Sie liegt auf dem Rücken, weiß ich, die Hände unter dem Kopf, heute wie immer, wenn das auch ein bißchen unverschämt ist, denn das Bett hat mit einem Kerl wie Mischa mehr als genug, er muß sich am Rande bescheiden. Sie liegt da, die Augen irgendwo, der Abend, der schöner war als alle anderen, ist schon vorbei, man hat sich schon alles ins Ohr geflüstert. Obwohl Fajngold taubstumm ist, flüstern sie immer, wenn zwei so liegen wie Rosa und Mischa, dann flüstern sie auch auf einsamen Inseln, wenn unbedingt etwas gesagt werden muß. Soweit ist die Nacht, der schweigsame Fajngold schläft schon lange hinter der Wand aus Schrank und Tuch. Der heiße Tag und die Nachricht müssen ihn sehr mitgenommen haben, er war heute nur ein kurzes Hindernis, schon nach wenigen Minuten war Mischa mit dem Ton, der zu ihnen herüberdrang, zufrieden und konnte seine ganze Aufmerksamkeit an Rosa verschwenden.
Rosa stößt Mischa sanft an, mit dem Fuß an seinen Fuß, mit viel Ausdauer tut sie es, bis er wach genug ist, um sie zu fragen, was denn los wäre.
»Meine Eltern werden doch bei uns wohnen?« sagt sie.
Die Eltern. Noch nie waren sie bis in dieses Zimmer vorgedrungen, es hatte immer nur die eine Nacht gegeben, in der man gerade lag und sich liebte, die eine und keine andere, alle folgenden mußten erst abgewartet werden, und es lohnte nicht, groß über sie zu reden.
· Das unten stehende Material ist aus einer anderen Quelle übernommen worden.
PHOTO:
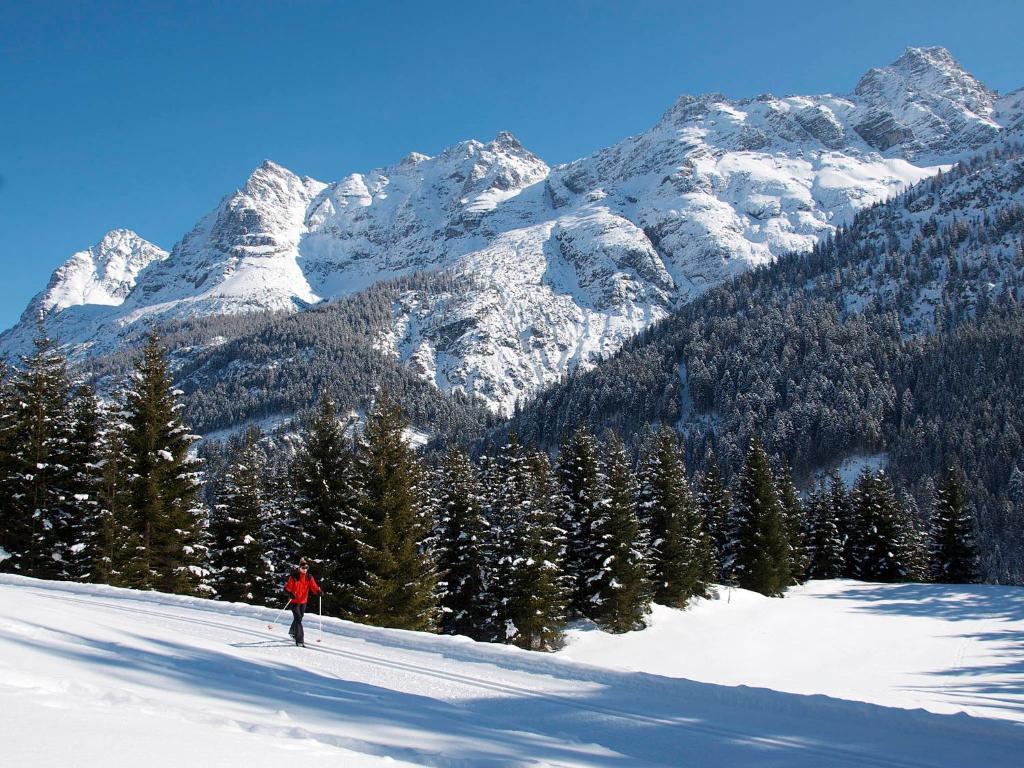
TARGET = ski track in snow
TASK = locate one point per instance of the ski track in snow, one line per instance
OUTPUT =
(236, 693)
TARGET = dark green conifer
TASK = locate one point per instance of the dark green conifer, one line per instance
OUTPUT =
(681, 554)
(462, 556)
(324, 525)
(953, 552)
(582, 481)
(824, 543)
(240, 565)
(37, 531)
(796, 524)
(163, 482)
(762, 547)
(398, 589)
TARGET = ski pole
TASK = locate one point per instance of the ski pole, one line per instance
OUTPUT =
(280, 613)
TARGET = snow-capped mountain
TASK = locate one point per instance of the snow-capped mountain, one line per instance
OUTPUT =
(565, 262)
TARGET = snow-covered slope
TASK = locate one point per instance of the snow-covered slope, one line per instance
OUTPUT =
(97, 676)
(567, 262)
(945, 648)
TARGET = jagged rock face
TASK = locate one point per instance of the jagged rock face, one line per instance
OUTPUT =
(925, 105)
(565, 263)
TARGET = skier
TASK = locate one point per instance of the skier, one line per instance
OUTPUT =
(300, 583)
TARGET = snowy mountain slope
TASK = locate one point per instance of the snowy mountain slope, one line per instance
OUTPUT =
(568, 262)
(945, 648)
(207, 683)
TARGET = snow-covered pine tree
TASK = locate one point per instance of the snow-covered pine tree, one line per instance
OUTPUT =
(37, 531)
(527, 590)
(324, 525)
(462, 557)
(824, 542)
(849, 530)
(796, 524)
(682, 559)
(620, 588)
(762, 547)
(582, 482)
(543, 546)
(886, 538)
(240, 566)
(164, 480)
(715, 504)
(119, 541)
(918, 538)
(953, 552)
(10, 522)
(398, 589)
(85, 482)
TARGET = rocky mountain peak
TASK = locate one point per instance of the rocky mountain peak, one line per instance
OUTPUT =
(103, 273)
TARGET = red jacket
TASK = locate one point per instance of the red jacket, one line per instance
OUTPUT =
(299, 587)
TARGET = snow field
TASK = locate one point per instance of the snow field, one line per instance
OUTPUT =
(95, 676)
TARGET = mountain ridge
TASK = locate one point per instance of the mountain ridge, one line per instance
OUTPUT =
(569, 260)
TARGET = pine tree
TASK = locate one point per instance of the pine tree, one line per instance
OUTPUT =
(620, 588)
(164, 481)
(119, 558)
(527, 588)
(715, 505)
(762, 548)
(239, 560)
(886, 537)
(85, 482)
(462, 532)
(11, 536)
(681, 552)
(849, 530)
(953, 552)
(582, 482)
(324, 524)
(37, 528)
(796, 524)
(824, 542)
(398, 589)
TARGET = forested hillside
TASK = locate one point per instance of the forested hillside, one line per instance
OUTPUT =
(900, 335)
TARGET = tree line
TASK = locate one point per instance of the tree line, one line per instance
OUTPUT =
(507, 547)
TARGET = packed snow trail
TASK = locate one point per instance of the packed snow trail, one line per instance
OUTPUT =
(98, 676)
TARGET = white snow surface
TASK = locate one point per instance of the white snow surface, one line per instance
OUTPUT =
(568, 262)
(97, 676)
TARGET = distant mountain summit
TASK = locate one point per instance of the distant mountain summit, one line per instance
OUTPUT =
(558, 266)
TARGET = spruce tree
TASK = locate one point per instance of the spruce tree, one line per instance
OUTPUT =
(398, 589)
(37, 530)
(886, 537)
(119, 557)
(762, 547)
(527, 590)
(824, 542)
(715, 504)
(239, 560)
(849, 530)
(325, 522)
(85, 482)
(9, 519)
(620, 589)
(796, 524)
(164, 481)
(462, 534)
(681, 553)
(953, 552)
(582, 482)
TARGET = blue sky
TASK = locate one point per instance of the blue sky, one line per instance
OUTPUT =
(144, 115)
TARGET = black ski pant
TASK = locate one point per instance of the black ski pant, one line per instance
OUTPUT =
(298, 609)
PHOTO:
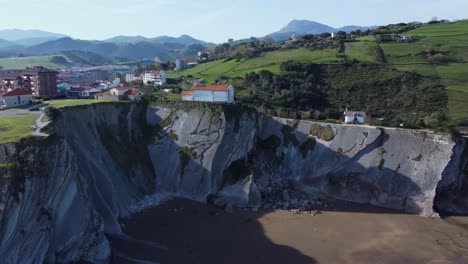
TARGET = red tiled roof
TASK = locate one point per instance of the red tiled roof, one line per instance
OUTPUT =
(83, 89)
(123, 88)
(132, 92)
(351, 113)
(17, 92)
(212, 88)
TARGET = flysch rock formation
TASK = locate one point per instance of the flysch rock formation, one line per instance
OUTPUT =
(60, 195)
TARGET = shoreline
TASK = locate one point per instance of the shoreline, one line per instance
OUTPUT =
(183, 231)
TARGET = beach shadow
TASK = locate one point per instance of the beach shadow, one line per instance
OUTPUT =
(192, 232)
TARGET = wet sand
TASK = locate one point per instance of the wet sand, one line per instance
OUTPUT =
(183, 231)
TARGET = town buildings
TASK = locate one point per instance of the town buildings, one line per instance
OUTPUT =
(15, 98)
(210, 93)
(355, 117)
(156, 77)
(82, 93)
(41, 82)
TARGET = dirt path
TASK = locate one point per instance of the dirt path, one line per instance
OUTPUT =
(40, 125)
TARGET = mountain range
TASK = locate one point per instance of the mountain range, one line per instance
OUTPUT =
(302, 27)
(14, 42)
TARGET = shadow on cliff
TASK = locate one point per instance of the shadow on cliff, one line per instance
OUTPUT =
(376, 189)
(192, 232)
(184, 231)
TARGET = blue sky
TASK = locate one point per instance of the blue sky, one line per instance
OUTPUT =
(214, 20)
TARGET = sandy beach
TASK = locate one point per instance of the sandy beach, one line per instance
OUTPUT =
(183, 231)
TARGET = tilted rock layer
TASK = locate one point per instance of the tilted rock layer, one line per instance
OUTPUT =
(60, 195)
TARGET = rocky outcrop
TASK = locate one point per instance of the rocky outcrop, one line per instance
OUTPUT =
(392, 168)
(61, 194)
(66, 191)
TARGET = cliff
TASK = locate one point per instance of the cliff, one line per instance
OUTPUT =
(60, 195)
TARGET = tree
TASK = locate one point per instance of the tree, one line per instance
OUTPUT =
(58, 60)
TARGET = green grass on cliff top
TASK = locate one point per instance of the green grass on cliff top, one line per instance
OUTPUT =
(270, 61)
(75, 102)
(447, 38)
(14, 128)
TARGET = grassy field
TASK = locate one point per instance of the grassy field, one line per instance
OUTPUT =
(14, 128)
(74, 102)
(23, 62)
(361, 51)
(268, 61)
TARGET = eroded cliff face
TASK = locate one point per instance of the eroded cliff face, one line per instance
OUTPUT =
(60, 195)
(65, 191)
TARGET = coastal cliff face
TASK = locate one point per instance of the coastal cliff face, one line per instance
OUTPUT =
(65, 191)
(60, 195)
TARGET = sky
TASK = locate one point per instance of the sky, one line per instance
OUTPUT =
(214, 20)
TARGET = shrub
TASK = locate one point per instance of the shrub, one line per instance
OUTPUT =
(339, 151)
(322, 132)
(381, 163)
(307, 146)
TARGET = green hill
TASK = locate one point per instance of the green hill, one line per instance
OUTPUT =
(446, 44)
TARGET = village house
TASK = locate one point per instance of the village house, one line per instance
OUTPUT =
(82, 93)
(131, 77)
(405, 39)
(156, 77)
(123, 93)
(15, 98)
(210, 93)
(355, 117)
(187, 95)
(40, 81)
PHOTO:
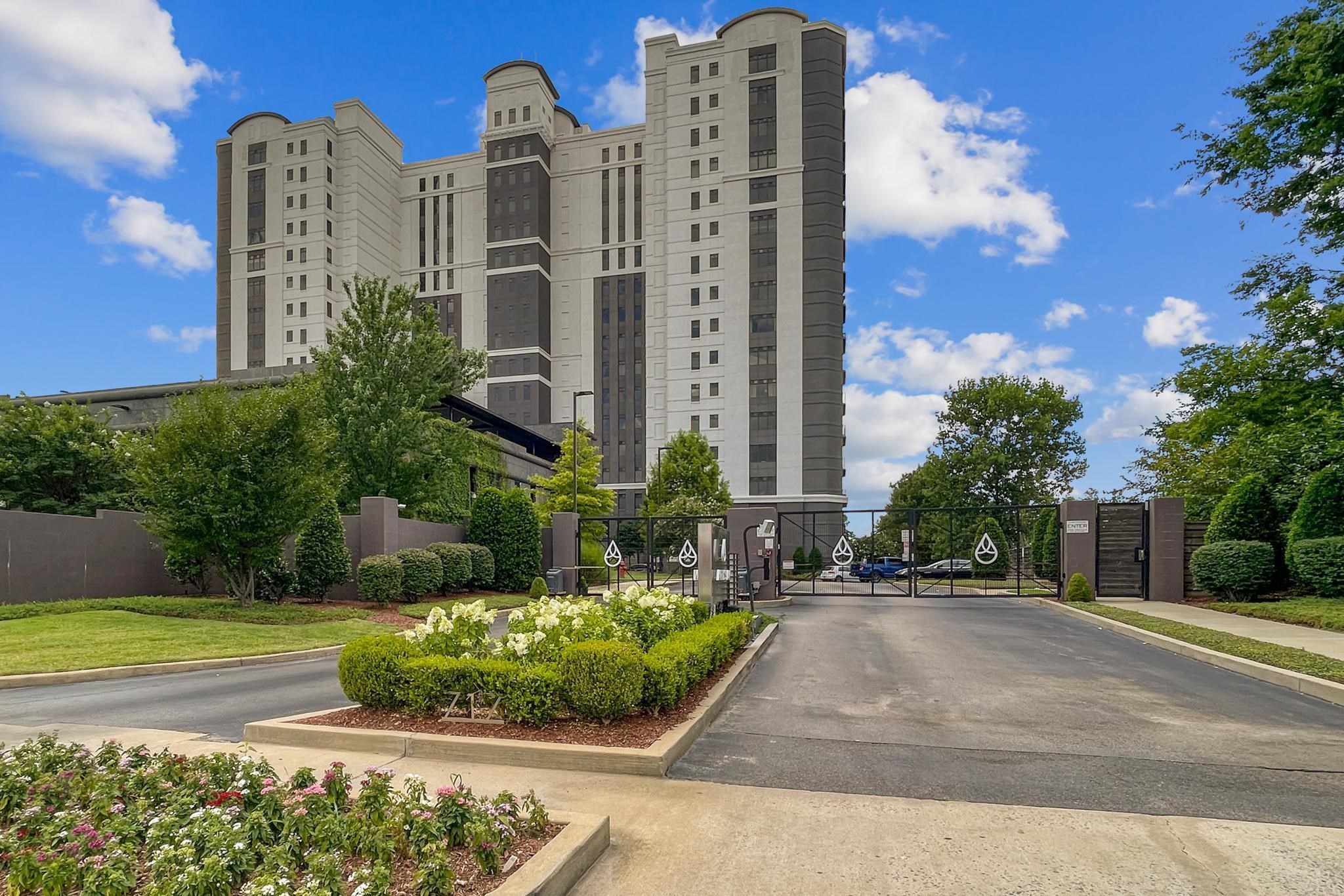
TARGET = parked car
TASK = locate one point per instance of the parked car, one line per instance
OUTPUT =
(946, 570)
(837, 574)
(879, 569)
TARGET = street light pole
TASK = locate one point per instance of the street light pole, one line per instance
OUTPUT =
(574, 425)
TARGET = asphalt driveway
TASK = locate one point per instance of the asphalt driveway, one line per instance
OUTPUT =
(1004, 702)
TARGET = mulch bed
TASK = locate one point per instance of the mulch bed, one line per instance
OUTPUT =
(471, 882)
(639, 730)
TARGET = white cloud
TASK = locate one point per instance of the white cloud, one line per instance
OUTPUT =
(931, 360)
(188, 339)
(1062, 314)
(85, 85)
(620, 101)
(894, 426)
(1179, 323)
(158, 241)
(1135, 413)
(917, 33)
(914, 284)
(860, 49)
(919, 167)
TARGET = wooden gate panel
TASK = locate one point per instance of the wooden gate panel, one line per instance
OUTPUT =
(1120, 535)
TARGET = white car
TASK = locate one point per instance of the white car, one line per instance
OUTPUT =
(836, 574)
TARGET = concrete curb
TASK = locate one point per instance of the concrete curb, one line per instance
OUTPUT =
(558, 865)
(652, 761)
(109, 674)
(1297, 682)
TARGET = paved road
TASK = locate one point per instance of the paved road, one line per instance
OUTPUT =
(217, 703)
(1004, 702)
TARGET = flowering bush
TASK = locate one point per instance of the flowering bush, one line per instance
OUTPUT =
(651, 614)
(119, 821)
(464, 632)
(541, 630)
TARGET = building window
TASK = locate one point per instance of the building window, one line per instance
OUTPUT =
(761, 58)
(763, 190)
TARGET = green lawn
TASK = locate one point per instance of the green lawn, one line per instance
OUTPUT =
(97, 638)
(215, 609)
(1272, 655)
(1318, 613)
(492, 602)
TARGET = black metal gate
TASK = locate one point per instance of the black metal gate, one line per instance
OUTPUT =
(917, 552)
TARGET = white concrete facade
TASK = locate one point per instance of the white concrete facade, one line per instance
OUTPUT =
(518, 230)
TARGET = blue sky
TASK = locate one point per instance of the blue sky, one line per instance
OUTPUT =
(1013, 203)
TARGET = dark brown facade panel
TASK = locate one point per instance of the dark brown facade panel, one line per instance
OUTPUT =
(223, 242)
(823, 262)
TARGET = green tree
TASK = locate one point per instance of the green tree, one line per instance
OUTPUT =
(61, 458)
(382, 371)
(232, 474)
(687, 469)
(593, 499)
(322, 559)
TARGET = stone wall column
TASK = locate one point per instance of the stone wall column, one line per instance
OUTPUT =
(1167, 550)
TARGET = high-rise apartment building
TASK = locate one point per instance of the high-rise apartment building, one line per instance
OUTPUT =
(688, 270)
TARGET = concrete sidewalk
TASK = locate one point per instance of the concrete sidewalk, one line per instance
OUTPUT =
(1328, 644)
(694, 837)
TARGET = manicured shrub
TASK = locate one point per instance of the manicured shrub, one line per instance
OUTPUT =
(1245, 514)
(371, 669)
(1045, 546)
(1319, 566)
(999, 566)
(1320, 512)
(483, 566)
(601, 680)
(421, 573)
(274, 579)
(1234, 569)
(456, 561)
(322, 559)
(681, 661)
(527, 693)
(379, 578)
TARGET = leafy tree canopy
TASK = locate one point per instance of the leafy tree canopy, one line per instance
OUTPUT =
(62, 460)
(687, 470)
(382, 371)
(232, 474)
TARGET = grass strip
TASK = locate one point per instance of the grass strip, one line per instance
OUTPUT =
(1316, 613)
(184, 607)
(492, 602)
(1272, 655)
(100, 638)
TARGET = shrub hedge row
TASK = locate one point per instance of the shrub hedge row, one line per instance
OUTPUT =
(598, 680)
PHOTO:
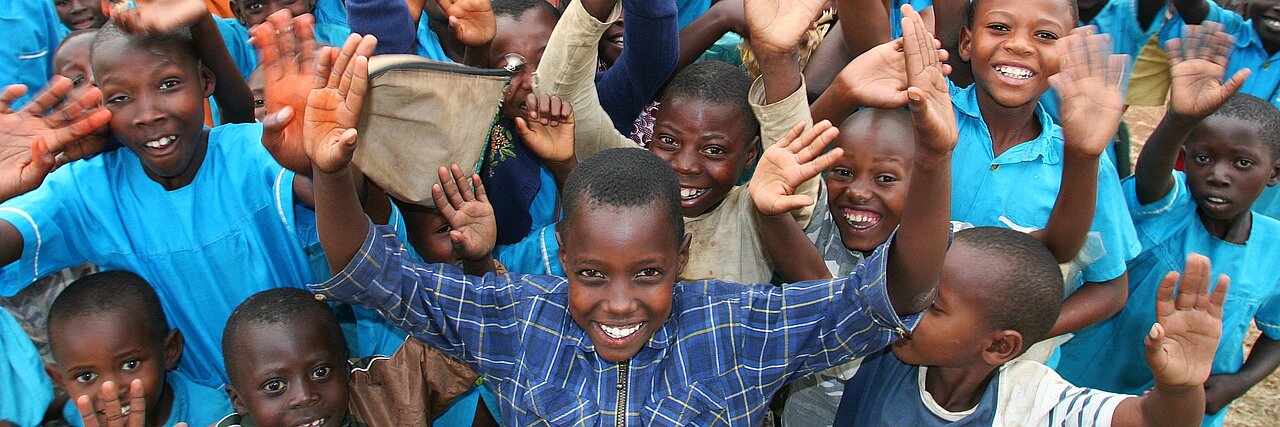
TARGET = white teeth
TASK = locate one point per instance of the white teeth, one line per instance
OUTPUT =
(690, 193)
(620, 333)
(1015, 72)
(163, 142)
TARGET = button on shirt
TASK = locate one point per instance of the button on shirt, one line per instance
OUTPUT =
(714, 362)
(1018, 188)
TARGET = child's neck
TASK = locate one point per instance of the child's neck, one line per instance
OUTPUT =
(1009, 127)
(1234, 230)
(958, 389)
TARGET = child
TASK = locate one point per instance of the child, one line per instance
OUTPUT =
(109, 326)
(1010, 156)
(205, 215)
(621, 341)
(80, 14)
(1232, 155)
(1000, 292)
(288, 366)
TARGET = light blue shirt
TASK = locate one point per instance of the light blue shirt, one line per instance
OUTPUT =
(24, 389)
(1169, 230)
(205, 247)
(1248, 51)
(1018, 188)
(192, 403)
(31, 32)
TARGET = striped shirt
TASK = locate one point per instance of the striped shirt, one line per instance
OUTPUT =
(716, 362)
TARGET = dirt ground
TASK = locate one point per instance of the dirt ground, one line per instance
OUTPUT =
(1261, 405)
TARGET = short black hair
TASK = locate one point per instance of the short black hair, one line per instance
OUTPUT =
(112, 32)
(1258, 113)
(1025, 294)
(1072, 5)
(109, 292)
(292, 307)
(718, 83)
(516, 8)
(625, 178)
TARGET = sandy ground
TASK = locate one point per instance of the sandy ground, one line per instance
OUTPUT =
(1261, 405)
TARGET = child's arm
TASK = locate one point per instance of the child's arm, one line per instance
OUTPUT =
(1089, 85)
(781, 170)
(231, 91)
(1198, 62)
(1220, 390)
(1193, 12)
(30, 139)
(915, 257)
(548, 132)
(1179, 349)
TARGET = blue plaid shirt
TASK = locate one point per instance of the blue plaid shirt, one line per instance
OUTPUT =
(717, 361)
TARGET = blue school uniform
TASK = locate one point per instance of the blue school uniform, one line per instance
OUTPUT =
(1018, 188)
(236, 37)
(1248, 51)
(192, 403)
(1169, 230)
(205, 247)
(24, 389)
(31, 32)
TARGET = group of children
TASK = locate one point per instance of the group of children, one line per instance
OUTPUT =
(872, 212)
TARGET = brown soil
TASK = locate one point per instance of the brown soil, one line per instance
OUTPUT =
(1261, 405)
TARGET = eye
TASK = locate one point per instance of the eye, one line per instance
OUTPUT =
(86, 377)
(273, 386)
(321, 372)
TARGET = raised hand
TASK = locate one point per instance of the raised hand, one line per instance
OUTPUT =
(1188, 324)
(548, 131)
(334, 102)
(32, 137)
(787, 164)
(158, 17)
(777, 26)
(287, 47)
(471, 21)
(928, 92)
(1198, 63)
(113, 413)
(469, 214)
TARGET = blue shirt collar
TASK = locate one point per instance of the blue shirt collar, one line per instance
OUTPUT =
(965, 101)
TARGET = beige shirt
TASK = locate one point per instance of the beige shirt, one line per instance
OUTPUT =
(726, 243)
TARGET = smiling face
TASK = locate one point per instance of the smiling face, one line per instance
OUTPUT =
(621, 263)
(80, 14)
(1228, 166)
(159, 114)
(526, 36)
(1010, 47)
(1266, 21)
(110, 345)
(254, 12)
(289, 376)
(868, 184)
(707, 145)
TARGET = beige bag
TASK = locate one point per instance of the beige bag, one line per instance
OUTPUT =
(420, 115)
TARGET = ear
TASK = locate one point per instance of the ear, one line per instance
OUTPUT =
(1002, 347)
(965, 41)
(237, 403)
(682, 257)
(173, 349)
(54, 373)
(209, 81)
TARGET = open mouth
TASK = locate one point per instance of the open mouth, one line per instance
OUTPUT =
(620, 333)
(860, 220)
(691, 193)
(1016, 73)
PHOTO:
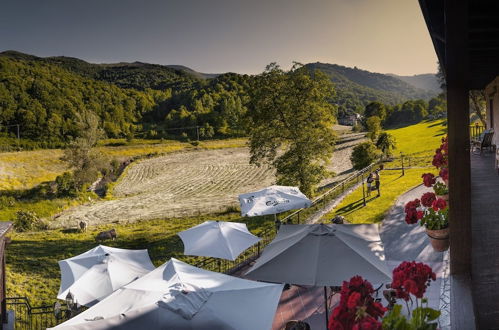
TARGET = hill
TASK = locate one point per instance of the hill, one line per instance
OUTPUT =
(426, 81)
(45, 96)
(355, 87)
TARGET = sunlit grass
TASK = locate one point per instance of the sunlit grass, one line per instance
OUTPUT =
(26, 169)
(422, 138)
(393, 184)
(419, 140)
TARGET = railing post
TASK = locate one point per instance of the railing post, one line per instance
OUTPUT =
(363, 191)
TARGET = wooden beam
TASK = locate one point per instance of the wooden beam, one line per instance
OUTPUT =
(457, 74)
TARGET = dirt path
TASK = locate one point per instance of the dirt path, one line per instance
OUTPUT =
(189, 183)
(176, 185)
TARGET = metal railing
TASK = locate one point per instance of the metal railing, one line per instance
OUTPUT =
(27, 317)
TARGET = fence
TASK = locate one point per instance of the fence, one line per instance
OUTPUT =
(476, 130)
(34, 318)
(28, 317)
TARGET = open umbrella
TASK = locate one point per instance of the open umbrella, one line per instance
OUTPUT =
(180, 296)
(272, 200)
(93, 275)
(218, 239)
(322, 255)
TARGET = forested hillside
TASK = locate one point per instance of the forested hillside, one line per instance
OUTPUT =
(356, 88)
(46, 95)
(425, 81)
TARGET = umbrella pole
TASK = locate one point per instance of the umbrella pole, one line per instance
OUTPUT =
(325, 304)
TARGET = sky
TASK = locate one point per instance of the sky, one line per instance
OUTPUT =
(214, 36)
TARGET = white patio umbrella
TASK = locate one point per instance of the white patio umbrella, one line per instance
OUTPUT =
(272, 200)
(322, 255)
(218, 239)
(180, 296)
(93, 275)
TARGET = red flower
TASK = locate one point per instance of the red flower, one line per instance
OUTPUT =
(353, 300)
(439, 204)
(428, 179)
(357, 308)
(444, 173)
(412, 278)
(428, 198)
Aber nun sind sie da, laß uns einen kurzen Blick werfen auf das, was einmal sein kann, ein kleines Auge voll nur durch das Loch im Vorhang.
Die Eltern sind da und eine Ahnung von später, sie lassen sich nicht hinauswerfen, Rosa besteht darauf.
»Sie werden nicht bei uns wohnen«, sagt Mischa zu nachtschlafener Zeit.
»Und warum nicht? Hast du was gegen sie?«
Rosa wird lauter, hier geht es nicht um Dinge, die unbedingt ins nahe Ohr zu hauchen sind, so aufsässig laut vielleicht, daß Fajngold aufwachen könnte, sie ahnt nur nichts von dieser Gefahr.
»Lieber Himmel, ist das denn so wichtig, daß du mich mitten in der Nacht aufwecken mußt?«
»Ja«, sagt Rosa.
Also gut, er stützt sich auf die Ellbogen, sie kann stolz darauf sein, daß sie ihm endgültig den Schlaf vertrieben hat, er seufzt, als ob das Leben nicht schwer genug wäre.